How does the Budget impact stock markets?

The Union Budget of India plays a major role in the country’s economy, the interest rates and the stock markets. In general terms, the stock market performance does reflect the conditions of the economy. Further, there is a long-term relationship between stock prices and interest rates. The estimated funds that the Finance Minister announces to invest and spend, impact the country’s fiscal deficit. This sways the money supply, economy and interest rates in India.

Generally, if the interest rates are high, this leads to a rise in capital cost of the industry which weighs down on the profitability and hence a decrease in the stock prices. The situation is vice versa when the interest rates are low.

As per a study, the long-term interest rates are said to be negative for stock markets, while short-term interest rates impact stocks positively.

Long-term interest rates have a maturity period of 10 years in the government’s bonds. The rates are formulated taking into consideration the price charged by the lender, risk from the borrower and contraction in capital value. A lower long-term interest rate motivates further investments, while on the other hand, higher rates discourage it. These investments are vital for economic growth. Higher bond yields further lead to discomfort in stock markets.

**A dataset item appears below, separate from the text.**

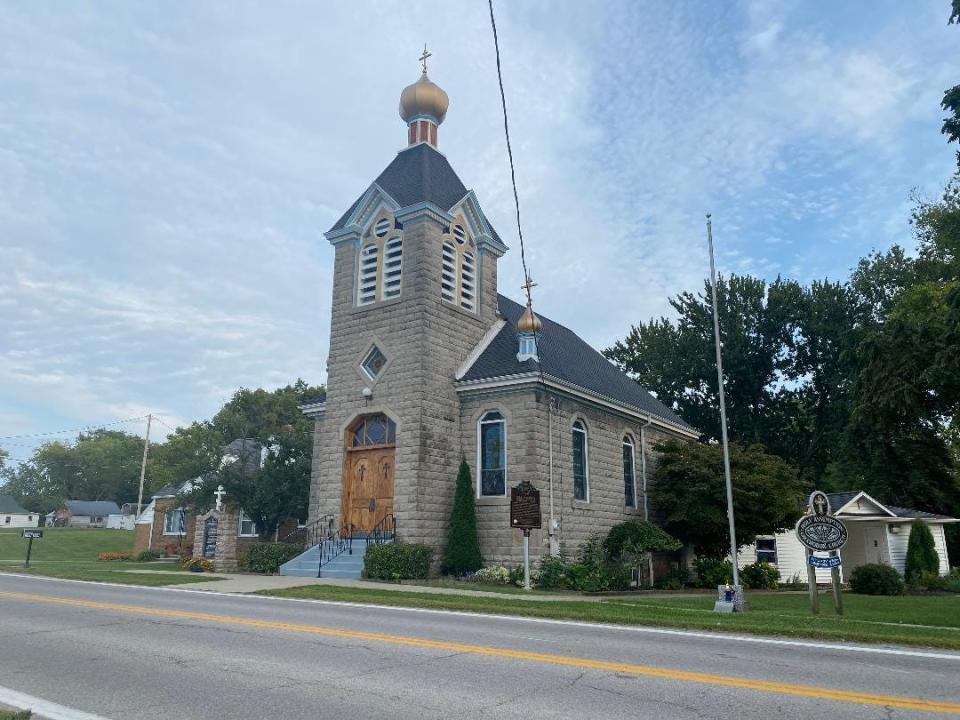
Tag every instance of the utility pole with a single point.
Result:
(723, 408)
(143, 465)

During the preparation of the Union Budget, the Finance Minister will scrutinize the estimates of revenue and expenditure. Then, the government decides on the optimum level of borrowings to meet the deficit target, in consultation with the chief economic advisors. These are called external borrowings of the government and consist of bilateral and multilateral assistance. Notably, a part of the revenue gap is left unfilled to be met through the issue of ad hoc treasury bills.

The external borrowings depend upon the fiscal deficit target that the government seeks to achieve for itself in the forthcoming financial year.

The fiscal measures announced in the Union Budget gives an outline of the expenditure of the common man.

Take, for example, if there is an increase in the direct taxes, on a contrary, this will lead to a decrease in the disposable income which will further pull back the demand for various goods. With the decrease in demand, there would also be a drop in production which will impact the economic growth. On similar lines, if there is a spike in indirect taxes there would also be a decrease in demand because the rates are passed on to the consumers as higher prices. With the rise in prices and reduction in demand, the company's profit margins also contract and further affects the stock prices.

For stock markets, investors expect a change in the tax structures. They most likely expect the government’s decision on long-term capital gains tax, short-term capital gain tax and security tax transaction among others.